The bolded portions are a reference to Isaiah 53, which speaks of God's suffering Servant, whom St. Peter authoritatively interprets to be Christ.

Isaiah 53 (DRB) Who hath believed our report? and to whom is the arm of the Lord revealed? 2 And he shall grow up as a tender plant before him, and as a root out of a thirsty ground: there is no beauty in him, nor comeliness: and we have seen him, and there was no sightliness, that we should be desirous of him: 3 Despised, and the most abject of men, a man of sorrows, and acquainted with infirmity: and his look was as it were hidden and despised, whereupon we esteemed him not. 4 Surely he hath borne our infirmities and carried our sorrows: and we have thought him as it were a leper, and as one struck by God and afflicted. 5 But he was wounded for our iniquities, he was bruised for our sins: the chastisement of our peace was upon him, and by his bruises we are healed. 6 All we like sheep have gone astray, every one hath turned aside into his own way: and the Lord hath laid on him the iniquity of us all. 7 He was offered because it was his own will, and he opened not his mouth: he shall be led as a sheep to the slaughter, and shall be dumb as a lamb before his shearer, and he shall not open his mouth. 8 He was taken away from distress, and from judgment: who shall declare his generation? because he is cut off out of the land of the living: for the wickedness of my people have I struck him. 9 And he shall give the ungodly for his burial, and the rich for his death: because he hath done no iniquity, neither was there deceit in his mouth. 10 And the Lord was pleased to bruise him in infirmity: if he shall lay down his life for sin, he shall see a long-lived seed, and the will of the Lord shall be prosperous in his hand. 11 Because his soul hath laboured, he shall see and be filled: by his knowledge shall this my just servant justify many, and he shall bear their iniquities. 12 Therefore will I distribute to him very many, and he shall divide the spoils of the strong, because he hath delivered his soul unto death, and was reputed with the wicked: and he hath borne the sins of many, and hath prayed for the transgressors.

Jesus Himself taught that He came to "give His life a ransom for many," (DRB uses the archaic "redemption" for "ransom"), which appears to be another reference to Isaiah 53, where it says, "he shall lay down his life for sin," and, "he hath borne the sins of many," and is in any case the same teaching.

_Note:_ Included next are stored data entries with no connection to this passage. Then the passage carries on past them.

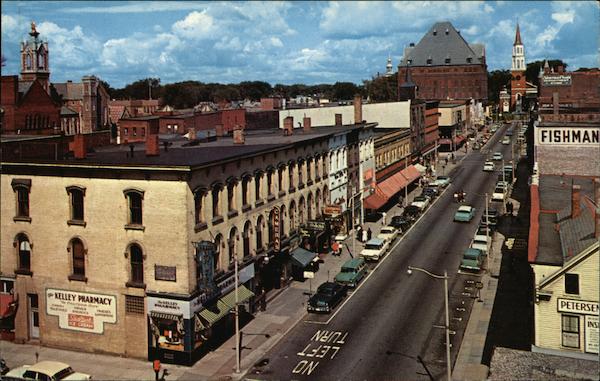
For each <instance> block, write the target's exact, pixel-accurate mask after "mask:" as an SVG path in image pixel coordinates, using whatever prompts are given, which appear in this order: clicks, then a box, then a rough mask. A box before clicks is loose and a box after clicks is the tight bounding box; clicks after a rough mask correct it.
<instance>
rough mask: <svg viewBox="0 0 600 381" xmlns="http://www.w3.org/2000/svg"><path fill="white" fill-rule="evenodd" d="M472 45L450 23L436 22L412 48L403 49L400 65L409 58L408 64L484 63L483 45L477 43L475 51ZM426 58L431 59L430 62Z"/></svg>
mask: <svg viewBox="0 0 600 381" xmlns="http://www.w3.org/2000/svg"><path fill="white" fill-rule="evenodd" d="M472 47H473V46H472V45H469V44H468V43H467V42H466V41H465V40H464V39H463V37H462V36H461V35H460V34H459V33H458V31H457V30H456V29H455V28H454V26H453V25H452V23H450V22H448V21H444V22H437V23H435V24H434V25H433V26H432V27H431V28H430V29H429V31H427V33H426V34H425V35H424V36H423V38H421V41H419V43H418V44H417V45H416V46H415V47H414V48H413V47H411V48H408V49H406V50H405V51H404V57H403V59H402V62H401V64H400V65H401V66H406V64H407V60H410V66H431V65H434V66H435V65H470V64H473V65H475V64H477V65H479V64H482V63H484V62H485V61H484V58H485V48H484V45H482V44H477V45H476V47H475V50H476V51H475V50H473V48H472ZM447 58H449V59H450V62H449V63H446V59H447ZM469 59H470V62H469ZM428 60H431V61H430V63H428Z"/></svg>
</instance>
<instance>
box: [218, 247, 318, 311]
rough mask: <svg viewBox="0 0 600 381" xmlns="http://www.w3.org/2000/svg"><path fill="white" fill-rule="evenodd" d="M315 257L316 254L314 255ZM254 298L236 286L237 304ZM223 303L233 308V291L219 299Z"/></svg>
mask: <svg viewBox="0 0 600 381" xmlns="http://www.w3.org/2000/svg"><path fill="white" fill-rule="evenodd" d="M315 255H316V254H315ZM253 296H254V293H253V292H252V291H250V290H248V289H247V288H246V286H243V285H241V286H238V303H244V302H246V301H247V300H248V299H250V298H251V297H253ZM221 300H222V301H223V303H225V304H226V305H228V306H230V307H231V308H234V307H235V290H233V291H231V292H230V293H229V294H227V295H225V296H224V297H222V298H221Z"/></svg>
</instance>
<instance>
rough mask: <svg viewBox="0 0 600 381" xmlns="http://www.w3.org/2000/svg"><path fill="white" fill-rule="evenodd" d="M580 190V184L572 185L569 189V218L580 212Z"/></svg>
mask: <svg viewBox="0 0 600 381" xmlns="http://www.w3.org/2000/svg"><path fill="white" fill-rule="evenodd" d="M580 191H581V186H579V185H573V188H572V191H571V218H576V217H578V216H579V215H580V214H581V205H580V197H581V195H580Z"/></svg>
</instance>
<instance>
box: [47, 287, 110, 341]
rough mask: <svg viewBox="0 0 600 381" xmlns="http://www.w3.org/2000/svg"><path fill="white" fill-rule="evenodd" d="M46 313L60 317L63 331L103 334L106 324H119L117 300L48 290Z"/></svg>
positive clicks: (59, 290) (80, 292) (72, 292)
mask: <svg viewBox="0 0 600 381" xmlns="http://www.w3.org/2000/svg"><path fill="white" fill-rule="evenodd" d="M46 313H47V314H48V315H51V316H58V326H59V327H60V328H62V329H70V330H73V331H82V332H90V333H100V334H102V333H104V323H112V324H114V323H116V322H117V298H116V297H115V296H113V295H104V294H92V293H87V292H76V291H68V290H59V289H54V288H48V289H46Z"/></svg>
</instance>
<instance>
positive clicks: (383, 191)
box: [377, 172, 408, 199]
mask: <svg viewBox="0 0 600 381" xmlns="http://www.w3.org/2000/svg"><path fill="white" fill-rule="evenodd" d="M407 184H408V183H407V182H406V179H405V178H404V176H402V172H397V173H395V174H394V175H393V176H390V177H388V178H387V179H385V180H383V181H382V182H380V183H378V184H377V187H378V188H379V189H380V190H381V193H383V195H385V197H387V198H388V199H389V198H392V197H393V196H394V195H395V194H396V193H398V192H399V191H400V190H402V189H403V188H404V187H405V186H406V185H407Z"/></svg>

Matthew 20:25-28 (DRB) But Jesus called them to him, and said: You know that the princes of the Gentiles lord it over them; and they that are the greater, exercise power upon them. 26 It shall not be so among you: but whosoever will be the greater among you, let him be your minister: 27 And he that will be first among you, shall be your servant. 28 Even as the Son of man is not come to be ministered unto, but to minister, and to give his life a redemption for many.

And:

Matthew 26:28 (DRB) ... my blood of the new testament, which shall be shed for many unto remission of sins.

Likewise St. John in 1 John:

1 John 1:5-10 (DRB) And this is the declaration which we have heard from him, and declare unto you: That God is light, and in him there is no darkness. 6 If we say that we have fellowship with him, and walk in darkness, we lie, and do not the truth. 7 But if we walk in the light, as he also is in the light, we have fellowship one with another, and the blood of Jesus Christ his Son cleanseth us from all sin. 8 If we say that we have no sin, we deceive ourselves, and the truth is not in us. 9 If we confess our sins, he is faithful and just, to forgive us our sins, and to cleanse us from all iniquity. 10 If we say that we have not sinned, we make him a liar, and his word is not in us.

This is the same teaching of St. Paul in Romans:

Romans 5:7-11 (DRB) For scarce for a just man will one die; yet perhaps for a good man some one would dare to die. 8 But God commendeth his charity towards us; because when as yet we were sinners, according to the time, 9 Christ died for us; much more therefore, being now justified by his blood, shall we be saved from wrath through him. 10 For if, when we were enemies, we were reconciled to God by the death of his Son; much more, being reconciled, shall we be saved by his life. 11 And not only so; but also we glory in God, through our Lord Jesus Christ, by whom we have now received reconciliation.

And possibly (at least, arguably) not St. Paul in Hebrews:

Hebrews 9:11-14 (DRB) But Christ, being come an high priest of the good things to come, by a greater and more perfect tabernacle not made with hand, that is, not of this creation: 12 Neither by the blood of goats, or of calves, but by his own blood, entered once into the holies, having obtained eternal redemption. 13 For if the blood of goats and of oxen, and the ashes of an heifer being sprinkled, sanctify such as are defiled, to the cleansing of the flesh: 14 How much more shall the blood of Christ, who by the Holy Ghost offered himself unspotted unto God, cleanse our conscience from dead works, to serve the living God?

It is on account of Jesus' sacrifice alone that we have peace with God, according to the entire New Testament.

Of course these quotes only touch the surface.